AFAICU, ваше распределение дискретно (и ничего, кроме дискретного). Поэтому просто подсчитывать частоты разных значений и нормализовать их должно быть достаточно для ваших целей. Итак, пример, чтобы продемонстрировать это:

 In []: values= [0, 0, 0, 0, 0, 1, 1, 1, 1, 2, 2, 2, 3, 3, 4] In []: counts= asarray(bincount(values), dtype= float) In []: cdf= counts.cumsum()/ counts.sum() 

Таким образом, вероятность видеть значения выше 1 просто (в соответствии с дополнительной кумулятивной функцией распределения (ccdf) :

 In []: 1- cdf[1] Out[]: 0.40000000000000002 

Обратите внимание: ccdf тесно связан с функцией выживания (sf) , но он также определяется с дискретными распределениями, тогда как sf определяется только для смежных распределений.

Это звучит как проблема оценки плотности вероятности для меня.
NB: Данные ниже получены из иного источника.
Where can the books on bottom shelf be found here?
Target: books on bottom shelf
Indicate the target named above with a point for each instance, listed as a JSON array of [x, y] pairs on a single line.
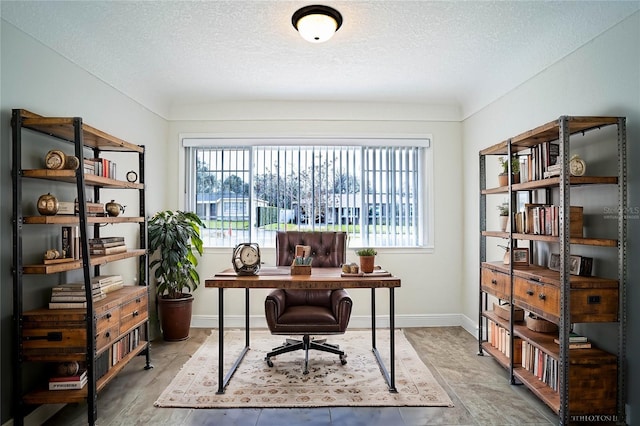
[[107, 245], [576, 341], [500, 338], [73, 295], [540, 364], [77, 381]]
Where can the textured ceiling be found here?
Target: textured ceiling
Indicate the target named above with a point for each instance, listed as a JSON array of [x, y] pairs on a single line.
[[165, 54]]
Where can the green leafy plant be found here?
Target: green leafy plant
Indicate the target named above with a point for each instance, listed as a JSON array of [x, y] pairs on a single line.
[[503, 209], [515, 165], [366, 252], [175, 236]]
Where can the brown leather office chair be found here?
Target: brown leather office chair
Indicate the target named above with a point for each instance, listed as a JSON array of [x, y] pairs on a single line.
[[307, 312]]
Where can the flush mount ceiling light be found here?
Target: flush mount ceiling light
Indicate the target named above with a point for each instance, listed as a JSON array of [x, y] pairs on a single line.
[[316, 23]]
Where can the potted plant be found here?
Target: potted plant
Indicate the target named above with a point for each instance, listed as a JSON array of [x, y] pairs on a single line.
[[503, 179], [367, 259], [503, 210], [175, 237]]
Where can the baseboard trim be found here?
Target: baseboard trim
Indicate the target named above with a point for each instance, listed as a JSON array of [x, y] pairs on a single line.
[[358, 321], [39, 415]]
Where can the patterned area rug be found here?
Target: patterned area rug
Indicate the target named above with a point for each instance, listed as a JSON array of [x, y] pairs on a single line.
[[329, 383]]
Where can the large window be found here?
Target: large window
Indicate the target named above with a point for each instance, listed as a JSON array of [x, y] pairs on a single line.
[[375, 192]]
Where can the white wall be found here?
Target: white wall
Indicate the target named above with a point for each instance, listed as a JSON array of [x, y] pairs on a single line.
[[430, 293], [35, 78], [600, 78]]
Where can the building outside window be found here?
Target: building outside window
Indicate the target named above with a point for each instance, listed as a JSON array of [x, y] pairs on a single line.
[[376, 192]]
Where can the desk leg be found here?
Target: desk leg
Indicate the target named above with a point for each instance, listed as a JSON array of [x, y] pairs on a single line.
[[223, 382], [389, 377], [221, 385]]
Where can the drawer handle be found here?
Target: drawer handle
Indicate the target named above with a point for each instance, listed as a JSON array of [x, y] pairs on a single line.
[[52, 336]]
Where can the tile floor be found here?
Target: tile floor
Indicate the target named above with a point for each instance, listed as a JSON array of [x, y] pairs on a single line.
[[477, 385]]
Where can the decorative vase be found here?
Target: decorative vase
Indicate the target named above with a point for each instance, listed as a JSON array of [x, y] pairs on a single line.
[[504, 181], [114, 209], [367, 264], [504, 221], [175, 317]]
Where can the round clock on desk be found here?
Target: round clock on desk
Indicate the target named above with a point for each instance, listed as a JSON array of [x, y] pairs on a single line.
[[246, 259], [577, 166]]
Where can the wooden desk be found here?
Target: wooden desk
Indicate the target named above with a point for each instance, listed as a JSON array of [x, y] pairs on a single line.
[[320, 278]]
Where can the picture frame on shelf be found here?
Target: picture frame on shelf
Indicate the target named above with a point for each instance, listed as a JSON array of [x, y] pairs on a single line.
[[520, 256], [554, 262]]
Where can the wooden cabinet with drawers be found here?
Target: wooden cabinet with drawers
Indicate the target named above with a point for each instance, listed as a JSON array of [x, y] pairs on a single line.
[[573, 382], [105, 335]]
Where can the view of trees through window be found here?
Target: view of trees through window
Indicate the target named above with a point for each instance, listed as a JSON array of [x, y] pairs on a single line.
[[248, 193]]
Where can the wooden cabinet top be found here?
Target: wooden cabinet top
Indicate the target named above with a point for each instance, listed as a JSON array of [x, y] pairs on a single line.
[[549, 132], [63, 128]]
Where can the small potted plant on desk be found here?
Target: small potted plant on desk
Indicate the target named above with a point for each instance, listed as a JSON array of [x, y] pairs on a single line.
[[367, 259], [503, 178], [175, 237]]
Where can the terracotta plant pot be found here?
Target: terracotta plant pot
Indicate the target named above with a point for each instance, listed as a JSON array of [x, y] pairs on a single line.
[[367, 263], [175, 317]]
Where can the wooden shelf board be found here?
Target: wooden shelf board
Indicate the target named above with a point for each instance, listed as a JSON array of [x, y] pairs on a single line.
[[600, 242], [77, 264], [73, 219], [553, 183], [45, 396], [62, 128], [69, 176], [548, 132], [497, 234]]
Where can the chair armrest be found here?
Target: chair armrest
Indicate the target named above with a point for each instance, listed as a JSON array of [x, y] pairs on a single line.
[[341, 304], [274, 306]]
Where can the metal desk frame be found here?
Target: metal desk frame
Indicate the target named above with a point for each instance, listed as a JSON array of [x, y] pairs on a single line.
[[320, 278]]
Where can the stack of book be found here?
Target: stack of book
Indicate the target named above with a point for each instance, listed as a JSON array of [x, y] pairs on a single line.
[[106, 245], [576, 341], [108, 283], [77, 381], [73, 295]]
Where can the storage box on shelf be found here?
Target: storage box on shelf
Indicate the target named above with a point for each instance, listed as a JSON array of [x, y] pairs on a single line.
[[571, 381], [113, 328]]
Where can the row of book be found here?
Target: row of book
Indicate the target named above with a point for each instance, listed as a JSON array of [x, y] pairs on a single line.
[[576, 341], [544, 219], [100, 167], [500, 338], [72, 249], [73, 208], [535, 163], [540, 364], [74, 296], [124, 346], [106, 245], [76, 381]]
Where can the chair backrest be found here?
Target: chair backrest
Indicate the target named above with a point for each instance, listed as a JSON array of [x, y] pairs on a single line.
[[327, 248]]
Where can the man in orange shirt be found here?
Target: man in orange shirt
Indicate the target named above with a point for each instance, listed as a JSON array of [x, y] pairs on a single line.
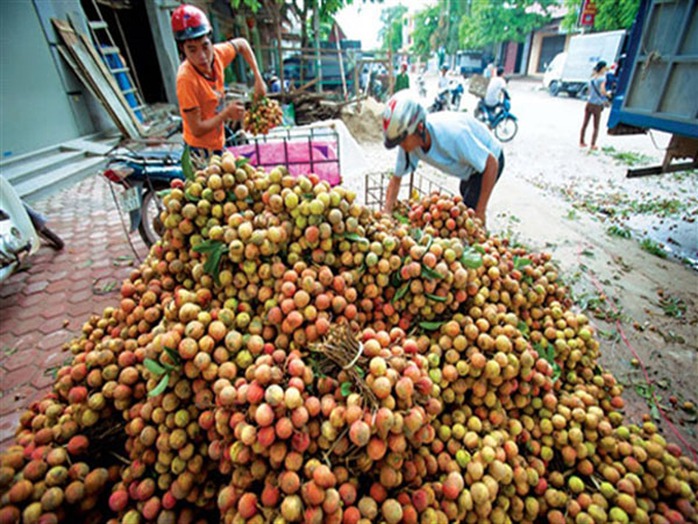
[[200, 89]]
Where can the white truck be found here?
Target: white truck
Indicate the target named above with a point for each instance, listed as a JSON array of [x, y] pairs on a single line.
[[570, 71]]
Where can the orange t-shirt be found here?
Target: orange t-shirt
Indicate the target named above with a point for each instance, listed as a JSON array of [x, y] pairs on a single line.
[[194, 90]]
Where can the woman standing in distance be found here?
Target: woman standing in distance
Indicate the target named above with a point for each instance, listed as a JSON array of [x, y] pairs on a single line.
[[200, 88]]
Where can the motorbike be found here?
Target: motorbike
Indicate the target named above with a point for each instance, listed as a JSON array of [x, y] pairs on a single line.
[[421, 85], [21, 231], [448, 98], [498, 118], [146, 170], [144, 173]]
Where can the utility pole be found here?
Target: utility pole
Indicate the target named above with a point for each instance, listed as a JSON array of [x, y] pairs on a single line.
[[316, 30]]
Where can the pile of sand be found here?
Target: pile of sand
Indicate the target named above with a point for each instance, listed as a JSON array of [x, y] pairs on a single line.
[[364, 120]]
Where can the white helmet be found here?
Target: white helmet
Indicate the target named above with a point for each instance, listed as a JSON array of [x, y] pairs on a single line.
[[401, 117]]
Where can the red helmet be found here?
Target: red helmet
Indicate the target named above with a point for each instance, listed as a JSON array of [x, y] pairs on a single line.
[[189, 22]]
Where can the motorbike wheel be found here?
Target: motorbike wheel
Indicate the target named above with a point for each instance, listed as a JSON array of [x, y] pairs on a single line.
[[151, 227], [506, 129], [51, 238]]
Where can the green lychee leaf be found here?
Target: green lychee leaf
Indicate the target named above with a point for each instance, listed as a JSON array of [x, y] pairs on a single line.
[[355, 237], [401, 292], [401, 219], [162, 385], [471, 258], [154, 367], [173, 355], [430, 326], [345, 389], [187, 167], [435, 298], [430, 273]]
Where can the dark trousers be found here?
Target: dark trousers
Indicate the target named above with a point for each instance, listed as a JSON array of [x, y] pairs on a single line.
[[470, 189], [591, 110]]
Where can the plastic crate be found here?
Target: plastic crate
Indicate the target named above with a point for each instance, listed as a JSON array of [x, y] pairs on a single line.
[[478, 85], [300, 150], [413, 186]]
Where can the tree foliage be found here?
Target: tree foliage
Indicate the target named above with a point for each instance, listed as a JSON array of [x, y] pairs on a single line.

 from scipy.stats import gaussian_kde occurences = [0,0,0,0,..,1,1,1,1,...,2,2,2,2,...,47] values = range(0,48) kde = gaussian_kde(map(float, occurences)) p = kde(values) p = p/sum(p) print "P(x>=1) = %f" % sum(p[1:]) 
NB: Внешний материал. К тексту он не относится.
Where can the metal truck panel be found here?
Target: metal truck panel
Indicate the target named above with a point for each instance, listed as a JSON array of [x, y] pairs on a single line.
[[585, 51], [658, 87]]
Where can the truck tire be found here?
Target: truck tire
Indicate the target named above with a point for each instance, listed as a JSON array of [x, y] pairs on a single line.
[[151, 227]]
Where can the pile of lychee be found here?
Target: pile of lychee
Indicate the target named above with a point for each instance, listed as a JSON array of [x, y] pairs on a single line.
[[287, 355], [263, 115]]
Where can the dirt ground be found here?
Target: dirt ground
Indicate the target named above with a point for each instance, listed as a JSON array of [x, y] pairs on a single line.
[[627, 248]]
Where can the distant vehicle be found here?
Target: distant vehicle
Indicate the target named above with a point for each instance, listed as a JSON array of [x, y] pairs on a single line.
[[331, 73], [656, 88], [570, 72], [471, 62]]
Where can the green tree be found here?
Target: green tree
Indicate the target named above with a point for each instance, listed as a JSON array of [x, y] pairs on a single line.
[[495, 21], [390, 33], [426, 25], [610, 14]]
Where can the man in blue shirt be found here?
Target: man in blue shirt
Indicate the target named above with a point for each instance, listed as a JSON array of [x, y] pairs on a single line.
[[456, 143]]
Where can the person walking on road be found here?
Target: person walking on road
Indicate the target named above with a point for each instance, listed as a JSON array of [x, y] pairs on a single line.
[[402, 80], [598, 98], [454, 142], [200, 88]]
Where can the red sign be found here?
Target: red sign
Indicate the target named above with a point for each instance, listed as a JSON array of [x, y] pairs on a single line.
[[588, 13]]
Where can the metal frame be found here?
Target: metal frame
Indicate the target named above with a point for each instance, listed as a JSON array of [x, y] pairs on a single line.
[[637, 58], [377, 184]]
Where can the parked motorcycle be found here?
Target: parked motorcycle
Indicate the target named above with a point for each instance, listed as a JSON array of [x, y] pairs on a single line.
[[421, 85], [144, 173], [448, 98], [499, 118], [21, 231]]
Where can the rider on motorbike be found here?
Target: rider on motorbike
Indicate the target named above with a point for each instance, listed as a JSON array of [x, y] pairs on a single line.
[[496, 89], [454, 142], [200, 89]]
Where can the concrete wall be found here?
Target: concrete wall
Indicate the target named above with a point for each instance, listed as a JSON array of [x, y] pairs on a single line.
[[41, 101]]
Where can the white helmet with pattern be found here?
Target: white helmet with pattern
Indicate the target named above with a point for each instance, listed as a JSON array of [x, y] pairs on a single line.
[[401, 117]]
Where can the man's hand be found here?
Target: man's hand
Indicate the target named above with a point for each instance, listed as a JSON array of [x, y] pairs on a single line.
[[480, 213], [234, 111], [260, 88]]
Также см. http://jpktd.blogspot.com/2009/03/using-gaussian-kernel-density.html .

Простите меня, если я не понимаю вашу потребность, но как насчет хранения ваших данных в словаре, где ключи будут числами от 0 до 47, и значения количества вхождений их связанных ключей в вашем исходном списке?
Таким образом, ваша вероятность p (x) будет представлять собой сумму всех значений для ключей, больших, чем x, деленная на 30000.

  • Эффективное заполнение разреженной матрицы SciPy из подмножества словаря
  • Получение значений, используемых в boxplot, с использованием python и matplotlib
  • Python: изменение тональности аудиофайла
  • Как уменьшить размер изображения при обработке изображений (scipy / numpy / python)
  • Написание wav-файла в Python с помощью wavfile.write от SciPy
  • Возможно ли воспроизвести randn () MATLAB с NumPy?
  • Python - быстрый способ суммирования внешних продуктов?
  • Как быстро выполнить установку наименьших квадратов по множеству наборов данных?
  •  
    Interesting Posts for Van-Lav

    SSL / концептуальные аспекты совместного использования объекта через pythons Объект DataProcess удаленно

    Почему django ORM намного медленнее, чем raw SQL

    Чтение и печать файлов Python с исключениями и окончаниями

    Как сделать эту рекурсивную функцию итеративной в python?

    Как выполнить запрос HTTP DELETE с помощью библиотеки запросов

    Python: удаление элемента в sys.path отменяется каждый раз, когда я перезапускаю интерпретатор

    Сравните результат с hexdigest () с строкой

    Записать словарь python в столбцы CSV: ключи к первому столбцу, значения для второго

    KenKen puzzle addends: REDUX A (исправленный) нерекурсивный алгоритм

    Как классифицировать новые предложения с неизвестными атрибутами?

    Django: статические файлы в шаблоне 404

    Как использовать python-openbabel в Travis CI?

    Странное поведение Pywin32 при использовании слова

    Использовать Python для написания скрипта VBA?

    Реализация Итеративной Ближайшей Точки (ICP) на python

    Python - лучший язык программирования в мире.